Os principais fatores que afetarão a atual safra são, sem dúvida, as dificuldades logísticas que enfrentamos e a flutuação do câmbio. Muito dependerá também da rapidez e eficiência com que o governo peruano implantar seu programa de vacinação, principalmente para pessoas nas principais regiões produtoras.

Ele cita os desafios logísticos enfrentados pelo exportador, um deles é a grande escassez de contêineres. Dado que o Peru depende cem por cento da carga marítima para chegar a seus mercados, em que medida o senhor acha que isso afetará as exportações nos próximos meses e que medidas podem ser tomadas para mitigar esses problemas?

LBM: O problema de logística é global e todos os mercados são afetados, mas estamos confiantes de que os gargalos que atualmente afetam toda a cadeia de abastecimento internacional podem ser resolvidos. Os encontros virtuais realizados durante a feira Expoalimentaria 2021 resultaram no encerramento dos programas de abastecimento. Isso ajudou a fornecer uma projeção de volumes e contêineres, o que é vital para sentar para negociar com as companhias de navegação.

Sem dúvida haverá tempos difíceis e redução de capacidade nos próximos meses, mas por se tratar de contêineres refrigerados e estes têm um valor maior, eles serão priorizados nos embarques que estiverem disponíveis.

Conte-nos como evoluíram as exportações de produtos peruanos para os Estados Unidos nos últimos cinco anos.

LBM: Vimos um crescimento constante no mercado; As uvas registraram crescimento de dois dígitos, os embarques de manga aumentaram 25%, enquanto as tangerinas, gengibre e aspargos também continuam apresentando ganhos constantes. Mas o mirtilo é, sem dúvida, o principal produto, já que as exportações dobraram apenas nos últimos três anos, apesar das dificuldades com o governo dos Estados Unidos.

Mais uma vez, quero destacar o trabalho que vem sendo realizado entre empresários peruanos e americanos para buscar soluções conjuntas e unir forças na melhoria das relações comerciais.

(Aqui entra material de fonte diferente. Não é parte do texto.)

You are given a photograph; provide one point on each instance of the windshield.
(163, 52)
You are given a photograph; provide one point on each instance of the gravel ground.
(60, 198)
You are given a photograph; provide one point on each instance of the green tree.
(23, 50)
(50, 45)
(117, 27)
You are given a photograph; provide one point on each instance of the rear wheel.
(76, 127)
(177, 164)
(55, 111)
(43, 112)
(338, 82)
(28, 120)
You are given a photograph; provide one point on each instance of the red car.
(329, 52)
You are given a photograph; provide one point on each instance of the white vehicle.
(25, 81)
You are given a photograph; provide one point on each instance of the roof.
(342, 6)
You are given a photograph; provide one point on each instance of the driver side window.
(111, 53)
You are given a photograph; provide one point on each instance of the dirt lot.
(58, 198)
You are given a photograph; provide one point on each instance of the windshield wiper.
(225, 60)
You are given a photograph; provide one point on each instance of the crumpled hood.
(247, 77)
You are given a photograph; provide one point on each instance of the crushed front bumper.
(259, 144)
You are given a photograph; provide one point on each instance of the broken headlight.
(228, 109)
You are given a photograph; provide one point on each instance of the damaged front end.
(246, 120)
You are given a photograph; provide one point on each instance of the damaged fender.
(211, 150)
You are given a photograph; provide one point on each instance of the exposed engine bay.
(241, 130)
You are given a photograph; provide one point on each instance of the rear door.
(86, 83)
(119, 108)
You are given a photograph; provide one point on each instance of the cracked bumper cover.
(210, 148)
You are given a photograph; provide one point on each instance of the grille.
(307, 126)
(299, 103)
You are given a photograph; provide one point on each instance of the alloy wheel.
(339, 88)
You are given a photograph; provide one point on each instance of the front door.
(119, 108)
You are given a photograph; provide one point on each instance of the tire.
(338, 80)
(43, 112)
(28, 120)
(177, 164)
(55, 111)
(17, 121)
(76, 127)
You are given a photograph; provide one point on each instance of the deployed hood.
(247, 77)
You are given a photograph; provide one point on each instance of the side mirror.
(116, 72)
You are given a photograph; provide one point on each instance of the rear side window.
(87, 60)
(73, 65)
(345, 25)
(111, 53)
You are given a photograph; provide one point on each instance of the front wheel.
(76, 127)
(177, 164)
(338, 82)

Vale ressaltar o impacto que o sucesso do mirtilo teve em termos de abertura de caminho para a entrada de empresas de médio porte no mercado norte-americano. Por isso, os encontros em feiras internacionais como a Expoalimentaria são essenciais para aumentar a presença de mais negócios internacionais.

A marca Superfoods of Peru tem sido fundamental para a expansão do Peru em mercados como os Estados Unidos, não é?

LBM: tem investido muito tempo e esforço no desenvolvimento desta marca guarda-chuva, que chamamos de nossa marca nacional. É uma das marcas mais reconhecidas internacionalmente, apesar de ter sido lançada há apenas dez anos.

Para avançar em seu desenvolvimento, agora estamos nos concentrando mais em marcas setoriais, como Superfood, Alpaca del Peru, Pisco Spirit do Peru, etc.

Hoje, como consequência da pandemia, as pessoas estão muito mais atentas aos produtos saudáveis ​​com alto valor nutricional. A marca Superalimentos del Peru tem nos permitido diferenciar nossa oferta e cada vez mais conhecida entre importadores e consumidores.

Em apenas alguns anos, o Peru deixou de ser o novo garoto do bairro para se tornar um fornecedor estabelecido de frutas e vegetais para os mercados globais. O que as empresas peruanas devem fazer para evitar a mercantilização de seus produtos, principalmente em categorias como mirtilos, frutas cítricas e abacates?

LBM: Além de sua qualidade e valor, um dos principais fatores de diferenciação dos produtos peruanos é o impacto social, ambiental e econômico que têm sobre a população local. O Peru tem tido muito sucesso em destacar a herança de suas frutas e vegetais e promover sua culinária nacional. Trabalhamos lado a lado com chefs peruanos de todo o mundo, promovendo seus restaurantes e divulgando nossa gastronomia. Este será, sem dúvida, um dos principais fatores que nos ajudarão a continuar a posicionar nossos produtos nos mercados globais.